Is it all right after cerebellar hernia surgery?

Subcerebellar herniation is an inaccurate term, and in terms of neurosurgical specialization, the exact diagnosis is subcerebellar herniation of the cerebellar tonsils. Surgery does not mean that the patient will be fine, and some patients may have residual symptoms. Inferior cerebellar tonsillar herniation malformation usually refers to a group of malformations of the posterior cranial fossa and the posterior brain tissues, including the herniation of the inferior cerebellar tonsils through the region of the occipital foramen magnum with or without cerebellar agenesis or other related intracranial or extracranial defects, and the compression of the inferiorly herniated tonsils against the medulla oblongata and the posterior group of cerebral nerves, which will lead to a wide range of clinical symptoms.
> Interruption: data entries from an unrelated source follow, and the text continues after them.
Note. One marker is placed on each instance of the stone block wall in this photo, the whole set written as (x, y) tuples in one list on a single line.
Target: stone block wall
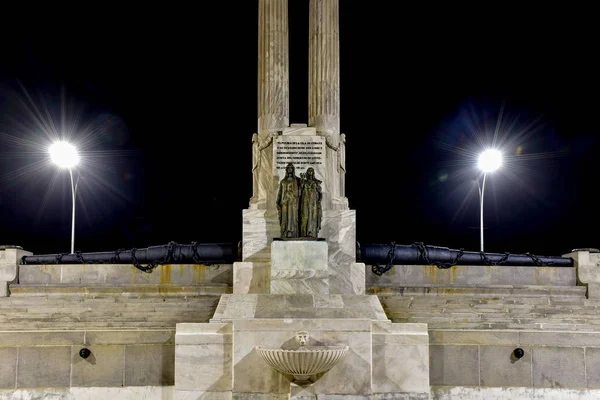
[(120, 274), (50, 359), (484, 359), (472, 275)]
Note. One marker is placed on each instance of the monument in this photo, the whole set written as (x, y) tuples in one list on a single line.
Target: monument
[(299, 205), (298, 281)]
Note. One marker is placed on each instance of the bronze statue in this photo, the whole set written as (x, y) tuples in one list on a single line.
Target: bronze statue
[(288, 197), (299, 204), (310, 204)]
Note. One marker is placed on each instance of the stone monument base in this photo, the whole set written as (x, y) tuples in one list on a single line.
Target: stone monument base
[(299, 267), (220, 360)]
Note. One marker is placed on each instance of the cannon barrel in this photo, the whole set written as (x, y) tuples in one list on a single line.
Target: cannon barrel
[(172, 253), (419, 254)]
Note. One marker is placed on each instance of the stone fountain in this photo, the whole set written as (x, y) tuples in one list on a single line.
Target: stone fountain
[(299, 271)]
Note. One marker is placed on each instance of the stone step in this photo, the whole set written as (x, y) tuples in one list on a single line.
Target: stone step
[(87, 325), (482, 291), (141, 290)]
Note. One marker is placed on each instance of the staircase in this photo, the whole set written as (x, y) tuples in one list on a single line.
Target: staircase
[(493, 307)]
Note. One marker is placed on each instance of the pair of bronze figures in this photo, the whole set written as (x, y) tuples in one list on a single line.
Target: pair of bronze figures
[(299, 204)]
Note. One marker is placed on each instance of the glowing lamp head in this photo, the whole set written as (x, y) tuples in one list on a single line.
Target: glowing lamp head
[(64, 154), (490, 160)]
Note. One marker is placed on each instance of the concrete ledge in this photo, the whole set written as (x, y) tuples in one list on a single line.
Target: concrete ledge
[(117, 290), (403, 289), (92, 393), (460, 275), (515, 393), (124, 274)]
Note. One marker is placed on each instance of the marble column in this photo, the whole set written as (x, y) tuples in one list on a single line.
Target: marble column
[(324, 89), (273, 96), (273, 69)]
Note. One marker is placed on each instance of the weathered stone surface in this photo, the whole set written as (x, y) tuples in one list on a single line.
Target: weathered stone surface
[(454, 365), (104, 366), (37, 338), (339, 227), (483, 337), (299, 267), (463, 275), (116, 274), (204, 367), (498, 367), (508, 393), (44, 367), (259, 227), (400, 358), (202, 395), (8, 368), (558, 367), (298, 306), (203, 359), (251, 277), (91, 393), (350, 376), (9, 267), (130, 336), (148, 365), (592, 366), (587, 266)]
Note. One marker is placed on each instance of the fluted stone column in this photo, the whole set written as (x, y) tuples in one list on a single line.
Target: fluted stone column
[(324, 91), (273, 95)]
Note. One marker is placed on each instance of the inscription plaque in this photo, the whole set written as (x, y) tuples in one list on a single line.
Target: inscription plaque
[(302, 151)]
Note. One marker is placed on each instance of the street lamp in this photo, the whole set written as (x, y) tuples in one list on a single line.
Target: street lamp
[(65, 155), (489, 161)]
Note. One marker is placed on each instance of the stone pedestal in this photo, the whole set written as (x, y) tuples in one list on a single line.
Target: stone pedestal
[(299, 267), (587, 265), (219, 360), (9, 266)]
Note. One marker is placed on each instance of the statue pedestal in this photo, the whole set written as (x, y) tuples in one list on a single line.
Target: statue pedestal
[(299, 267)]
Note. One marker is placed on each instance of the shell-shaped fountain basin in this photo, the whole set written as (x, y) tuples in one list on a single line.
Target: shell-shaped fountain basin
[(304, 362)]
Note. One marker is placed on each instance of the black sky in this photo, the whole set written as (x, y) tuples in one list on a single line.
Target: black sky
[(171, 93)]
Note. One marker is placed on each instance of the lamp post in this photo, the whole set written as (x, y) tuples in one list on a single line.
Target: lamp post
[(65, 155), (489, 161)]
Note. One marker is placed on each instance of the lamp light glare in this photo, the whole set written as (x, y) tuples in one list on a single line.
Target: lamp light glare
[(64, 154), (490, 160)]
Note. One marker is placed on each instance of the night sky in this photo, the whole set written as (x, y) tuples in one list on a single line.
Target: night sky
[(163, 104)]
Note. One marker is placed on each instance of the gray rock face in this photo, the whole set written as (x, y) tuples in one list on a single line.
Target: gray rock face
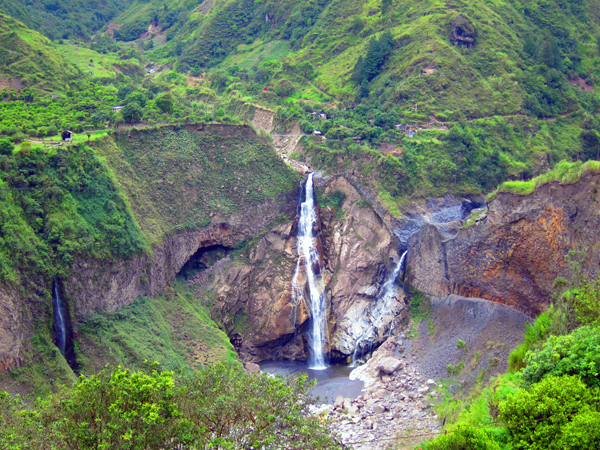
[(517, 251), (389, 365), (360, 250)]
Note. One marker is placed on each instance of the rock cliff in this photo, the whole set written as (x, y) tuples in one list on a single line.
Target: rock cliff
[(252, 297), (514, 255), (189, 188)]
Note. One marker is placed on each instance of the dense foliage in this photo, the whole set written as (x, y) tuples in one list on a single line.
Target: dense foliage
[(552, 401), (64, 18), (58, 204), (220, 407)]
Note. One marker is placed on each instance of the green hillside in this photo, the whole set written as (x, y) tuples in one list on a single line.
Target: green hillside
[(30, 60), (64, 19)]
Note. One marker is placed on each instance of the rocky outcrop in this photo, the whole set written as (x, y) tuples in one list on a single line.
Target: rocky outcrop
[(516, 253), (363, 251), (12, 330), (97, 286), (391, 406), (252, 298)]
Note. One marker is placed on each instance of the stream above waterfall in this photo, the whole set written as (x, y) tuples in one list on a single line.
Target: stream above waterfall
[(331, 382)]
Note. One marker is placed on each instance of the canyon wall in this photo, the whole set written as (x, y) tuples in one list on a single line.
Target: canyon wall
[(514, 255), (253, 298)]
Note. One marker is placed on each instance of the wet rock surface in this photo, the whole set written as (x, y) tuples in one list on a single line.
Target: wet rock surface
[(391, 407), (516, 252), (253, 297)]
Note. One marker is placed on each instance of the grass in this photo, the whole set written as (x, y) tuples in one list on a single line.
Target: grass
[(32, 58), (254, 54), (80, 56), (177, 178), (173, 329), (565, 173)]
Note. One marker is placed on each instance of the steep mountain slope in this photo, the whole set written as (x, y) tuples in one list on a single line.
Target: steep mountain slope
[(64, 18), (113, 224), (453, 58), (30, 60)]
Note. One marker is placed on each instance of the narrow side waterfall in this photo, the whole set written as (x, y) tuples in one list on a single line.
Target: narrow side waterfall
[(388, 286), (60, 326), (310, 264), (378, 311)]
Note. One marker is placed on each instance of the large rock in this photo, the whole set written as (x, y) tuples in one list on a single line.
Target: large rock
[(389, 365), (516, 253), (253, 298)]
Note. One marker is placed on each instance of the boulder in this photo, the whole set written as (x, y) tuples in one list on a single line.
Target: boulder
[(252, 367), (389, 365)]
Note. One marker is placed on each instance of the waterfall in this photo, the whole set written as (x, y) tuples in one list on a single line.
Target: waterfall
[(59, 322), (388, 286), (309, 255), (380, 308)]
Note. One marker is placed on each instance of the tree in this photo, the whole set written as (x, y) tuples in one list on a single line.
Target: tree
[(220, 407), (306, 69), (164, 102), (132, 112), (385, 6), (6, 147), (551, 53), (357, 25), (530, 47), (284, 88), (138, 97), (577, 353), (547, 416), (463, 438), (237, 409)]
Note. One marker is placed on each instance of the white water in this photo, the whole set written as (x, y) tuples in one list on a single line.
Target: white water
[(58, 318), (381, 308), (308, 258)]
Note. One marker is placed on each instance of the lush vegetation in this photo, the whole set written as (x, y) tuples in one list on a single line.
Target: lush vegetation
[(63, 19), (564, 172), (151, 328), (60, 203), (219, 407), (551, 400)]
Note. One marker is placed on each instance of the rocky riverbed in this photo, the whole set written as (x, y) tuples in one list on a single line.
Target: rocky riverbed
[(395, 404)]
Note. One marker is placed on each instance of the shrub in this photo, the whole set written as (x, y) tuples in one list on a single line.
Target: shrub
[(219, 407), (463, 438), (577, 353), (6, 147)]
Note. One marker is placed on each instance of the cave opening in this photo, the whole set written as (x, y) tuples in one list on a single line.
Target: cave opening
[(204, 258)]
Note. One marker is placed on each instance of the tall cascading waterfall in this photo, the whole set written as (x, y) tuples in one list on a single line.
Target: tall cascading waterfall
[(380, 308), (308, 258), (59, 325)]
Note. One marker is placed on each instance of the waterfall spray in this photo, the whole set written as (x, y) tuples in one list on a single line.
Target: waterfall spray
[(381, 307), (59, 321), (309, 255)]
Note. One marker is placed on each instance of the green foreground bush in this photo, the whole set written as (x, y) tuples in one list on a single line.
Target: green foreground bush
[(221, 407)]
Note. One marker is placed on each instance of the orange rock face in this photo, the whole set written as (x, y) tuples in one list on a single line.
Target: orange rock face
[(516, 253)]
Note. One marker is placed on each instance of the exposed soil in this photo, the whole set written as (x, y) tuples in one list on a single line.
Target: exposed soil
[(489, 330)]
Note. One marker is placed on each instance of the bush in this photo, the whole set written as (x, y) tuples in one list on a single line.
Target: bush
[(6, 147), (220, 407), (463, 438), (577, 353), (551, 415)]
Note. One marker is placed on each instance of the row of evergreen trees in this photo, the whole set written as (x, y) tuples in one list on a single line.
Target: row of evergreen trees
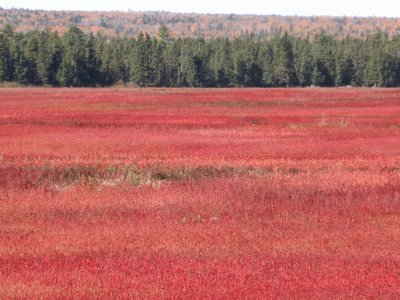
[(78, 59)]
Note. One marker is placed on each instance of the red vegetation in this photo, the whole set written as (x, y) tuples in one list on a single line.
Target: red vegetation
[(180, 193)]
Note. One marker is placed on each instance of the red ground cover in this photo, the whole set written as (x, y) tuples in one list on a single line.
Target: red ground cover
[(186, 193)]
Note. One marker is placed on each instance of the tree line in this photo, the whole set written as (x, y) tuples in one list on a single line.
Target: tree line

Depending on the patient’s condition, so different surgical options are required, which include posterior cranial fossa decompression, posterior cranial fossa decompression with dural plasty, posterior cranial fossa decompression with partial tonsillectomy, etc. The overall postoperative prognosis is good, but also depends on the degree of neurological deficits congenitally present. Most patients with no or mild neurologic deficits have a favorable prognosis, while others have a poorer prognosis, and some may have residual sequelae. Patients with subcerebellar herniation are advised to visit regular hospitals and seek guidance from specialized doctors.